Tegen deze uitspraak kan binnen zes weken na de dag van verzending daarvan hoger beroep worden ingesteld bij de Afdeling bestuursrechtspraak van de Raad van State. Als hoger beroep is ingesteld, kan bij de voorzieningenrechter van de hogerberoepsrechter worden verzocht om het treffen van een voorlopige voorziening.

Voetnoten

1.DSM staat voor Diagnostic and Statistical Manual of Mental Disorders.

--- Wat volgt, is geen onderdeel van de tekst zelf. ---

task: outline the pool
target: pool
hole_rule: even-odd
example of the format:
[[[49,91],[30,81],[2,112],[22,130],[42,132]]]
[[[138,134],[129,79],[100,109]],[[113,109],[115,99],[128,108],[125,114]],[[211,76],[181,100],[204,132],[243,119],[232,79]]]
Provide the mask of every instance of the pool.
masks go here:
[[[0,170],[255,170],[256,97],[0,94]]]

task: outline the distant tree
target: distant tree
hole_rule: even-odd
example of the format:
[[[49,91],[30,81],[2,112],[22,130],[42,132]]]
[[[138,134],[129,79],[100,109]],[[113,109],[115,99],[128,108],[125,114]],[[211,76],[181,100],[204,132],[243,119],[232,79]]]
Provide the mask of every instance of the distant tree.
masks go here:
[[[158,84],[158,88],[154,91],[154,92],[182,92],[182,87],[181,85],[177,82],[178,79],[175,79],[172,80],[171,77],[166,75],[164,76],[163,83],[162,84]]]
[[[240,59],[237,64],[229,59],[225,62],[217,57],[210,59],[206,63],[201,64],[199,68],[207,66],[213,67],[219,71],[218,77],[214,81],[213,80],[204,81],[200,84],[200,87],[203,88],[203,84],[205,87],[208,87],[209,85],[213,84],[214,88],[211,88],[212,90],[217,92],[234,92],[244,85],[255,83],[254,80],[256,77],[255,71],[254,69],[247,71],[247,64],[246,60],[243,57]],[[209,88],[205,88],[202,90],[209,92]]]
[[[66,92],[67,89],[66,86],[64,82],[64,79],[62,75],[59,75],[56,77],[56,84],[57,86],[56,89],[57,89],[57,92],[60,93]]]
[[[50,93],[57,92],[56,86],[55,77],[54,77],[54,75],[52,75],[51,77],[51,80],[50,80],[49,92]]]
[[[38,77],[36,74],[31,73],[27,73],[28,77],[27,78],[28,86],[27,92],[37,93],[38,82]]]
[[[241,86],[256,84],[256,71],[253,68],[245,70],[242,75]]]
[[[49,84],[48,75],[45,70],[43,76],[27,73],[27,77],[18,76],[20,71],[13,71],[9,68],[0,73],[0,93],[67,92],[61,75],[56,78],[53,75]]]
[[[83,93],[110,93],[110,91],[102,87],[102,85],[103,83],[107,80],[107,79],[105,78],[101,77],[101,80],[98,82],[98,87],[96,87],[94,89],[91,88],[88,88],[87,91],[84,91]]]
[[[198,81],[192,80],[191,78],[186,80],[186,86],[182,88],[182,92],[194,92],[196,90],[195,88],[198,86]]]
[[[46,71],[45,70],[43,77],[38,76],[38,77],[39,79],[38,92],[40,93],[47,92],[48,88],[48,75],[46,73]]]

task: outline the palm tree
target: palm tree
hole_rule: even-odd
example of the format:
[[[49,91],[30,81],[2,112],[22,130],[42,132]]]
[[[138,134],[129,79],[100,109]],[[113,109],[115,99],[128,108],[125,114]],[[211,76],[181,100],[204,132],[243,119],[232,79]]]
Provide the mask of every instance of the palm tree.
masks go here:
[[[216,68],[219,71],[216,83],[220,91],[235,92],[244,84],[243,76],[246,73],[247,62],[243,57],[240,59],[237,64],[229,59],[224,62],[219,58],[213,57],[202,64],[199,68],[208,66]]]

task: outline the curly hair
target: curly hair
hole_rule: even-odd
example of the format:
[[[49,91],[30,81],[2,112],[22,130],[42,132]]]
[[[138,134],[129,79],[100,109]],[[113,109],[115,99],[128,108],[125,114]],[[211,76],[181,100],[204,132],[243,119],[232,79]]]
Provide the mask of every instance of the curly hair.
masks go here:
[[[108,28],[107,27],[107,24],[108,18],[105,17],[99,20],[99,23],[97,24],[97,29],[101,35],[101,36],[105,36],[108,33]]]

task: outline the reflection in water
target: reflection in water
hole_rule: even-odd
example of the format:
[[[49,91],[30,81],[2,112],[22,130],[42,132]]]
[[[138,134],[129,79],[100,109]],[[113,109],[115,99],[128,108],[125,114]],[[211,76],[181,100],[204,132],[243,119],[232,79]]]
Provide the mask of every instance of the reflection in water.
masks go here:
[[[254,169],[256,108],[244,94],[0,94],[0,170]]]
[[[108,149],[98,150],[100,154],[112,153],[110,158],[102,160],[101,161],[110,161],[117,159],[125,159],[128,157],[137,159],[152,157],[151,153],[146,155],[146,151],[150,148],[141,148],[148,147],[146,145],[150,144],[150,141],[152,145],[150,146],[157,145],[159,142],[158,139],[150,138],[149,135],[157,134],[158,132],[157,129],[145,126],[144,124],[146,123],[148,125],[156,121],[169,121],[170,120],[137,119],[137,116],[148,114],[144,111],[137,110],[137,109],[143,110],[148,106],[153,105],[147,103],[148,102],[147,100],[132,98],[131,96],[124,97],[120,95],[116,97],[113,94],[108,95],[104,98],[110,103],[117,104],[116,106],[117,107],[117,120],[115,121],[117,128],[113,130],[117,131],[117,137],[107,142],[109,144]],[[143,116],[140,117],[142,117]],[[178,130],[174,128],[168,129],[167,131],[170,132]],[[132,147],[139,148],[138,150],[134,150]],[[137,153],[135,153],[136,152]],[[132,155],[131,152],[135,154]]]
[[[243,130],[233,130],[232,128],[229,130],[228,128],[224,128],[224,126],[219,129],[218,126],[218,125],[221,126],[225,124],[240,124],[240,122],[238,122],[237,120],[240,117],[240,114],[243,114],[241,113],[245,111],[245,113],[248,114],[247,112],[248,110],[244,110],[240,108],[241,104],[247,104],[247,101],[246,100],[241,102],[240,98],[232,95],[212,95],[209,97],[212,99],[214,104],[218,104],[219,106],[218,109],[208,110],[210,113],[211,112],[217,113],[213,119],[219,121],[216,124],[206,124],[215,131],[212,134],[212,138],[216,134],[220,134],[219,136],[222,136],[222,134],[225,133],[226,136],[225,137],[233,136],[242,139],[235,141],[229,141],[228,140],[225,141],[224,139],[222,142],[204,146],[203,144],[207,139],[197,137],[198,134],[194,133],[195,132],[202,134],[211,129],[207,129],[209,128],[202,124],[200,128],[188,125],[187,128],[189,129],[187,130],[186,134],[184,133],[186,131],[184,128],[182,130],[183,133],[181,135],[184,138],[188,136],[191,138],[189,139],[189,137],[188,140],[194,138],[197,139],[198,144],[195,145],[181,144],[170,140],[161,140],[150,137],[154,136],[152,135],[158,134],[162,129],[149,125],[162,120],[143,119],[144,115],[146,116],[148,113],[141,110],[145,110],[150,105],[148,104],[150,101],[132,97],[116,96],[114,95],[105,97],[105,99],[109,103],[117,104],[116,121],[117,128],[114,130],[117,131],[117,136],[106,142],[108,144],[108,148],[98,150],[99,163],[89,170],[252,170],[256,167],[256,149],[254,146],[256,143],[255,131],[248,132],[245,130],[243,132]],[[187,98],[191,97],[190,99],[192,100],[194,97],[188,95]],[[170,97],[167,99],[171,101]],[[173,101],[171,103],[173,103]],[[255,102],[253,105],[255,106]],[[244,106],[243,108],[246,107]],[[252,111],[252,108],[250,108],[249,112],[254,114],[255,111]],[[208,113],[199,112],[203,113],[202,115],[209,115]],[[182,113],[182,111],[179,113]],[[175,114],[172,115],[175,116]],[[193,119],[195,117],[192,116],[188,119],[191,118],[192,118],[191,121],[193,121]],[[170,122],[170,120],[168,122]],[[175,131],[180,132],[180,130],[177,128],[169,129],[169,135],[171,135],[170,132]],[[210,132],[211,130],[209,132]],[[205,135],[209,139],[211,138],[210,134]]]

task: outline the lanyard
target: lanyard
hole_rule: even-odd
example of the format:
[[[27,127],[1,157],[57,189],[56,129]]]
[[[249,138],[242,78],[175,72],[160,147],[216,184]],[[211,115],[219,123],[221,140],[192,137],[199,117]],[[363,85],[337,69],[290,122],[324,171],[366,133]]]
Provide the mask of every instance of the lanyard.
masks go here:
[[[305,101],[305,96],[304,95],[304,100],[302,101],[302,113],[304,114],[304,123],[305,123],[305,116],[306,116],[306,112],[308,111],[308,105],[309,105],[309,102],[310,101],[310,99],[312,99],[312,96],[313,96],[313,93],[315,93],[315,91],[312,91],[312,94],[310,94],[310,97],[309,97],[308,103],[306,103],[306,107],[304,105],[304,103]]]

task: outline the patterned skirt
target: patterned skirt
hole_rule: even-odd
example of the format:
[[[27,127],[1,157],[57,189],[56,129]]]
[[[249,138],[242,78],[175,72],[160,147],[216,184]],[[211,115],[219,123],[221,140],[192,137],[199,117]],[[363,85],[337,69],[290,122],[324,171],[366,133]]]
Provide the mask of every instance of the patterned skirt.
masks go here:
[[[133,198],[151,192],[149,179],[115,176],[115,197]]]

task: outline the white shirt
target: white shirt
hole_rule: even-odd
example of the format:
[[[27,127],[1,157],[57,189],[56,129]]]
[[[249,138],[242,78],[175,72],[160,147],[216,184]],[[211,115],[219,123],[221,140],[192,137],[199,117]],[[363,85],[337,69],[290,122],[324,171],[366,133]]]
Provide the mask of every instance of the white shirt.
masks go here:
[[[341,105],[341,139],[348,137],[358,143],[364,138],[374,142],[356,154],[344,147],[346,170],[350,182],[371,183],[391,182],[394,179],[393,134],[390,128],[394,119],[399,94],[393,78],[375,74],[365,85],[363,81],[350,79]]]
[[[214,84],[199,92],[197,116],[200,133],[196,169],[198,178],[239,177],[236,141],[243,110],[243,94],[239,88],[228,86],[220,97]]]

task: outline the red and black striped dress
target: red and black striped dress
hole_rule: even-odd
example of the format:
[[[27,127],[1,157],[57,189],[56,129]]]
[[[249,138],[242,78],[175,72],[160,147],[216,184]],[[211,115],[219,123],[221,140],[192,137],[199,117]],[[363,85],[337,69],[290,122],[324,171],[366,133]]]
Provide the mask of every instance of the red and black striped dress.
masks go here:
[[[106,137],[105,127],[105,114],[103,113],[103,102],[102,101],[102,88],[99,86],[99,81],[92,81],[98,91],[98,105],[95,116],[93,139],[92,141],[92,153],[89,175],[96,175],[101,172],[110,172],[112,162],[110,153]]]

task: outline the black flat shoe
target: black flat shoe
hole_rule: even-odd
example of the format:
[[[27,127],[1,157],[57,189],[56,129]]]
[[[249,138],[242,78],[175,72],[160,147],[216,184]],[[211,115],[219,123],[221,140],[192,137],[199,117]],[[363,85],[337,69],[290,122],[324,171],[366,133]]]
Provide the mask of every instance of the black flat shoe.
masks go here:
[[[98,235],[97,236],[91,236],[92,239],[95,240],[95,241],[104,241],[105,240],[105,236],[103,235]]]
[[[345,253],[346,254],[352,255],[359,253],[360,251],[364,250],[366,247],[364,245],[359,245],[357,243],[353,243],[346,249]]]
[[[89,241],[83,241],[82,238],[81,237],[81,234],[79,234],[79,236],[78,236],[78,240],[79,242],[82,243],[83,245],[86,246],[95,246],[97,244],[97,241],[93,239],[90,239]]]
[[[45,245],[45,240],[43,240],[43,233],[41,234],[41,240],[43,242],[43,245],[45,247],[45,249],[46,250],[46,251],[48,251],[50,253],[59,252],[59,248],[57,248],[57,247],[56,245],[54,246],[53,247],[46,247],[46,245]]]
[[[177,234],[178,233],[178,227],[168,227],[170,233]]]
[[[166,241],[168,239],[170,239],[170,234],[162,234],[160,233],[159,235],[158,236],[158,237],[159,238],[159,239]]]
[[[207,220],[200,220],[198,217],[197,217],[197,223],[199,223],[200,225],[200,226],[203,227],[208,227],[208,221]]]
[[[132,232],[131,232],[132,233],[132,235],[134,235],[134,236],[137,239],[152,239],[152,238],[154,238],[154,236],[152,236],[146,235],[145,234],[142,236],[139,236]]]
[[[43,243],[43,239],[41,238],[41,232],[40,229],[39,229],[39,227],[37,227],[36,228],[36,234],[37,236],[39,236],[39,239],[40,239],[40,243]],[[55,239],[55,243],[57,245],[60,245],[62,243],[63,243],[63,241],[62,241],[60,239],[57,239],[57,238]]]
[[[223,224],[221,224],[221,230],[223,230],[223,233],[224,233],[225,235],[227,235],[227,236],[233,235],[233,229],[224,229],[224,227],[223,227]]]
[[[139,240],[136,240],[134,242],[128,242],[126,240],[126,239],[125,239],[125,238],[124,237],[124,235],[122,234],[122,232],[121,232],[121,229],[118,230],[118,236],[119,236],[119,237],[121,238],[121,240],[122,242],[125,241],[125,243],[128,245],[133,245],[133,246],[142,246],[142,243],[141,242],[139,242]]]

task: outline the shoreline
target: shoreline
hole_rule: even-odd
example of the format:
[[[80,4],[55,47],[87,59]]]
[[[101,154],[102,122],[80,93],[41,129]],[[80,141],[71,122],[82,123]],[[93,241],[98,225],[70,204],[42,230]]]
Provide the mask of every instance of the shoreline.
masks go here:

2.Zie artikel 45, eerste lid, van de Gmw, waarin is bepaald dat het College een handelsvergunning verleent voor een geneesmiddel, niet zijnde een kruidengeneesmiddel als bedoeld in artikel 42, achtste lid (https://maxius.nl/geneesmiddelenwet/artikel42/), indien na onderzoek van de overgelegde gegevens en bescheiden blijkt dat:
3.De rechtbank wijst in dit verband op de uitspraken van de Afdeling bestuursrechtspraak van de Raad van State (de Afdeling) van 1 mei 2013, 25 april 2018 en 10 oktober 2018, ECLI:NL:RVS:2013:BZ9094, ECLI:NL:RVS:2018:1354 en ECLI:NL:RVS:2018:3298.